AUSTERITY and spiralling housing costs have pushed a further 400,000 children and 300,000 pensioners into poverty over the past four years, a charity’s report suggests.
More than 14million people now live in poverty, which is classed as less than 60 per cent of average income, the Joseph Roundtree Foundation (JRF) added.
It said Britain was at a ‘turning point’ after the first sustained rise in the figures for 20 years.
The report comes as the social mobility czar Alan Milburn resigned, along with his fellow board members, saying there was ‘little hope’ of fixing the problem because the government was fixated on Brexit.
‘There’s only so long you can go on pushing water uphill,’ Mr Milburn added. ‘The government as a whole, it’s become increasingly obvious, simply doesn’t have a plan to tackle the searing divides that scar the nation.’
The JRF singled out higher food and energy bills, housing costs, along with the four-year freeze on tax credits and working age benefits among the chief causes.
Its chief executive Campbell Robb said: ‘Political choices, wage stagnation and economic uncertainty mean that hundreds of thousands more
people are struggling to make ends meet.

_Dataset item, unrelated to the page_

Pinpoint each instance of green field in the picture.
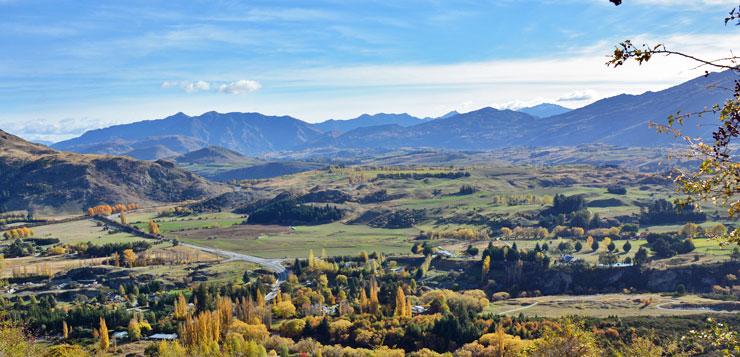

The Budget offered little to ease the strain and put low income households’ finances on a firmer footing.’
An estimated 4million children — nearly a third of the total — are in poverty, along with 1.9million OAPs.
It equates to £297 a week after housing costs for a single parent with two children aged five and 14, or £144 for a single person with no dependents.
Child poverty will rise until at least 2022, the Institute of Fiscal Studies has said. The JRF, which is calling for more affordable homes, warned those on low incomes are not saving for a pension and ‘more older people are likely to rent and have higher housing costs in retirement’.
The Department for Work and Pensions said it was spending an extra £4.2billion supporting pensioners, carers and the disabled in 2018 and still spends £90billion a year on those of working age. Since 2010 ‘people in absolute poverty has fallen by over half a million,’ it added.
But Shadow works and pensions secretary Debbie Abrahams said wage stagnation and cuts, combined with rising cost of household essentials, was a ‘terrifying prospect for millions’.